All-male Royal and Ancient to hold vote on women members
South African golfer Ernie Els tees off on the 18th hole on the final day during the Alfred Dunhill Links Championships on The Old Course at St Andrews, Fife, Scotland on September 29, 2013 - by Ian MacNicol
The 260-year-old ruling body of golf, based at the St Andrews course in eastern Scotland, has come under increasing commercial and political pressure to remove its 'men-only' rule.
Its decision to put the issue to a vote of its 2,500-strong membership represents a major change for an organisation which had previously defended its policy on the grounds that it was a private club.

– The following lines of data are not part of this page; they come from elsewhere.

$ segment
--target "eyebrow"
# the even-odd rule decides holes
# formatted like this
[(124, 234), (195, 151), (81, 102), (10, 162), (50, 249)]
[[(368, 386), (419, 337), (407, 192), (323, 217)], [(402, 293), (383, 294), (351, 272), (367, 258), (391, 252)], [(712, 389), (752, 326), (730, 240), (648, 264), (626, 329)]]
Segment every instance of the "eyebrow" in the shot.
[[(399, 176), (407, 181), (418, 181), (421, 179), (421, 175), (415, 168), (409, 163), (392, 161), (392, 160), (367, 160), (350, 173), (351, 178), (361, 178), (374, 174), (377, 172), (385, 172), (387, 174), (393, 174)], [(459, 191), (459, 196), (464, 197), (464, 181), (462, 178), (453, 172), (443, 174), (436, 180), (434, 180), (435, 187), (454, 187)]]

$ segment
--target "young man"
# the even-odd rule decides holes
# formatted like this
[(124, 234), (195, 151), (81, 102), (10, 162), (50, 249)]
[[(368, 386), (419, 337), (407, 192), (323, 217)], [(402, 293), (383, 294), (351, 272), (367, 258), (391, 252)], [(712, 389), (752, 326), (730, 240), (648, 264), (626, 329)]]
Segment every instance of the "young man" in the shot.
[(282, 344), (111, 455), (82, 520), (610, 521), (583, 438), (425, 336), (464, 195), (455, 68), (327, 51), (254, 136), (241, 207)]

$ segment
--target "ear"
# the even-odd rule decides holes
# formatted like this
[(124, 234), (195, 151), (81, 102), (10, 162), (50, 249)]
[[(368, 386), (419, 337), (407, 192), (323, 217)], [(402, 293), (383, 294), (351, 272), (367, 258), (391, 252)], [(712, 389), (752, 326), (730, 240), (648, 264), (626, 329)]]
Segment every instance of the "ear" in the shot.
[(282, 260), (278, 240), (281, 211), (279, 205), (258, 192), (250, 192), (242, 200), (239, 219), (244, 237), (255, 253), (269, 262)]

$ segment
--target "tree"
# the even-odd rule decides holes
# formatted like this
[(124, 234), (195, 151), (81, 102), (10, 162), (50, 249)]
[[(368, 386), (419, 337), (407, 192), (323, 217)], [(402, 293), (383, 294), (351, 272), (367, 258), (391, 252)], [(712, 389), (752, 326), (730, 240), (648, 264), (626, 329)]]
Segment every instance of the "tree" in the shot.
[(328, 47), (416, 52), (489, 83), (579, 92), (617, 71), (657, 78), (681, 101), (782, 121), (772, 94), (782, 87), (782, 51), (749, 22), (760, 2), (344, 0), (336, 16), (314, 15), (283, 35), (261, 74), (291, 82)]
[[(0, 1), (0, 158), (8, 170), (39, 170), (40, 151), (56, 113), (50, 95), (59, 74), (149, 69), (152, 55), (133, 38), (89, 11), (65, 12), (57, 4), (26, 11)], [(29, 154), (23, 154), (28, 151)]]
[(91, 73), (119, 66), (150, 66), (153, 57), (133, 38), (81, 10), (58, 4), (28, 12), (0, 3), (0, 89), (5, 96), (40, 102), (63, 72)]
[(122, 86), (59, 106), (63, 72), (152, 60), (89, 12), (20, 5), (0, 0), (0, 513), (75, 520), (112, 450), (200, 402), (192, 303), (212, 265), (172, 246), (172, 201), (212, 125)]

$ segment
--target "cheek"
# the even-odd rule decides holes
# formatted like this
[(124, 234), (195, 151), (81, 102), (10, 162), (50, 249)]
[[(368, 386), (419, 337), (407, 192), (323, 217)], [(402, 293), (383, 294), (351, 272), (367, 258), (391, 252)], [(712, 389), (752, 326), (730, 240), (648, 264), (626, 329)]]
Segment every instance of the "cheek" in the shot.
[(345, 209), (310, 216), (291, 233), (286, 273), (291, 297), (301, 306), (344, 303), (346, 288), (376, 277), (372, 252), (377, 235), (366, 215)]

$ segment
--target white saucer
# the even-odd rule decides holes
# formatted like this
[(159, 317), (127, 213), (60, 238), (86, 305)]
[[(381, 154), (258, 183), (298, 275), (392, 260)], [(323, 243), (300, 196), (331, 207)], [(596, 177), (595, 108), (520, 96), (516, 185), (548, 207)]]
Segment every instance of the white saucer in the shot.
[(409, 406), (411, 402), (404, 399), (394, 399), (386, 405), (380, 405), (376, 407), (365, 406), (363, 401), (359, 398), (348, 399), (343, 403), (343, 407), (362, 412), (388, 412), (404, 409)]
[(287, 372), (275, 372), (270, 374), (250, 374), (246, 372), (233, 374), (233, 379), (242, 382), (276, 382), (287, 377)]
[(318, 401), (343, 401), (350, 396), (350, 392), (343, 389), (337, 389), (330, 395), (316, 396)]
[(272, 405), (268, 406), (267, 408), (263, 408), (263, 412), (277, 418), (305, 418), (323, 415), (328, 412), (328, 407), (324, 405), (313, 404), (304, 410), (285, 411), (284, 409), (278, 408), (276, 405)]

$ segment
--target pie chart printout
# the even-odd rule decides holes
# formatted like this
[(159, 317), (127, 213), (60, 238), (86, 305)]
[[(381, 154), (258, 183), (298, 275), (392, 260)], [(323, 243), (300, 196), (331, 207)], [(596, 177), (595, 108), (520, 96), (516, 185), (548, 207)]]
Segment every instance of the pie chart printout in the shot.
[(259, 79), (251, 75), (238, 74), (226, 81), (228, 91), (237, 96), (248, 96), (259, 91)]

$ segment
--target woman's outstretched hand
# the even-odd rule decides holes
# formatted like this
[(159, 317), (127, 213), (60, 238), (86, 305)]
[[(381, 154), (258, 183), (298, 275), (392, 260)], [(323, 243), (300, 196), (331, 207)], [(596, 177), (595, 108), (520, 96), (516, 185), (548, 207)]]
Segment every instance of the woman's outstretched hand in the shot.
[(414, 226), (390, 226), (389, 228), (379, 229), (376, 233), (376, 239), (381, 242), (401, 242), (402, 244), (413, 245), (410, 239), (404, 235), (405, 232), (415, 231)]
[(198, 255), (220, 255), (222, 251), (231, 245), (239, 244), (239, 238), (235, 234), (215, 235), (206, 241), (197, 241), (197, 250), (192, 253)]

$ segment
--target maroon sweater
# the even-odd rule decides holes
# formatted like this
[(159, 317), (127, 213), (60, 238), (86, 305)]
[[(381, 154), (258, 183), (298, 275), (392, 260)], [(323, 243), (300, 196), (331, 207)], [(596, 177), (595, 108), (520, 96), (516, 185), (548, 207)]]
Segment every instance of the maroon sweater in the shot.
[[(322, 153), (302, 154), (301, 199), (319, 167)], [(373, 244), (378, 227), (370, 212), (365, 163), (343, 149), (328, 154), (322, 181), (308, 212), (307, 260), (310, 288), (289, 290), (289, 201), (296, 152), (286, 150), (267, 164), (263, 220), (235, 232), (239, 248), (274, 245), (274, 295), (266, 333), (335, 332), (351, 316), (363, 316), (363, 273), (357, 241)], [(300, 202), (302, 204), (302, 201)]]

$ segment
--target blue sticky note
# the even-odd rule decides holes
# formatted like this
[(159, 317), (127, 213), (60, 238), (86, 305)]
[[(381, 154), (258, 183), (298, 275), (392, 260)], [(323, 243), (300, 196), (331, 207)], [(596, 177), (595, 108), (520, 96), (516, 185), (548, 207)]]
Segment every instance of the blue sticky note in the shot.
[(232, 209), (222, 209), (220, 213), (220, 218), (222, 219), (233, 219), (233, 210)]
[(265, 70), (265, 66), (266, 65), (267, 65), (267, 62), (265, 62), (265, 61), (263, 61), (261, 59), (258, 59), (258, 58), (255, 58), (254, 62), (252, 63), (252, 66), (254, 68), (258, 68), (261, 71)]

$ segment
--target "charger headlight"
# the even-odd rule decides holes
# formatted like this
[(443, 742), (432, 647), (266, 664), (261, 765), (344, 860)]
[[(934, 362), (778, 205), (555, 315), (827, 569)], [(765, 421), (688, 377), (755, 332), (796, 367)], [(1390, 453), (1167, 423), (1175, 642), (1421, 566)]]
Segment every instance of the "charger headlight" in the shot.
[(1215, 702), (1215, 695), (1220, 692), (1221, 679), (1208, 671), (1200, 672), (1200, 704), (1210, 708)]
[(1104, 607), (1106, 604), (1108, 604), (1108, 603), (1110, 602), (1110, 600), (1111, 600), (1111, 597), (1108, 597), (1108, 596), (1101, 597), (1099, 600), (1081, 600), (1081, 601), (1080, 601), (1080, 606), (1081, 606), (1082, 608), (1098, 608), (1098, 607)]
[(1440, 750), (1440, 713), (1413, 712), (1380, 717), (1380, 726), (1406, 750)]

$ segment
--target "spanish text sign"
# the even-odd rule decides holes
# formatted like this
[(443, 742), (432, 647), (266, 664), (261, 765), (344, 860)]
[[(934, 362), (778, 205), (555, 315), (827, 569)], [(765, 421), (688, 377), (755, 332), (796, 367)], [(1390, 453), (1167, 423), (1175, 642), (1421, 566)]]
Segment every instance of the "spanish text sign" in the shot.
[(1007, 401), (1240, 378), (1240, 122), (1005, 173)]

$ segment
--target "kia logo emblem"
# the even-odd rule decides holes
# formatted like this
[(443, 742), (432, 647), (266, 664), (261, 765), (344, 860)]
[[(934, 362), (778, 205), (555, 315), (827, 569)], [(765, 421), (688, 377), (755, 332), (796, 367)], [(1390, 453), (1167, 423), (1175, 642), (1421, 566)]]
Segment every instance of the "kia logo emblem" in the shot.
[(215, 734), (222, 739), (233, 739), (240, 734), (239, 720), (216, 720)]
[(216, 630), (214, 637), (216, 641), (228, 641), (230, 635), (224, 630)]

However, a two-thirds majority will be required to change the club's rules at the September vote.
"Members of The Royal and Ancient Golf Club of St Andrews, the founding club of The R&A, will vote on a motion to admit women as members," a spokesman said Wednesday.
"The club's committees are strongly in favour of the rule change and are asking members to support it. The vote is scheduled to take place in September of this year."
The vote will be strictly concerning membership of The R&A. The Old Course at St Andrews, where the club has its headquarters, is a public course over common land where women have always been welcome to play.
British government sports minister Helen Grant, responding to the R&A decision, said she hoped it would signal an end to the "anachronistic" single-sex stance common to many golf clubs.
"This is welcome news from the Royal and Ancient Golf Club of St Andrews and I urge its members to follow their Committees' recommendations and vote 'yes' for women members," Grant said.
"It would mark a step in the right direction for the sport and I would hope encourage the remaining golf clubs that still have anachronistic single-sex member policies to follow suit."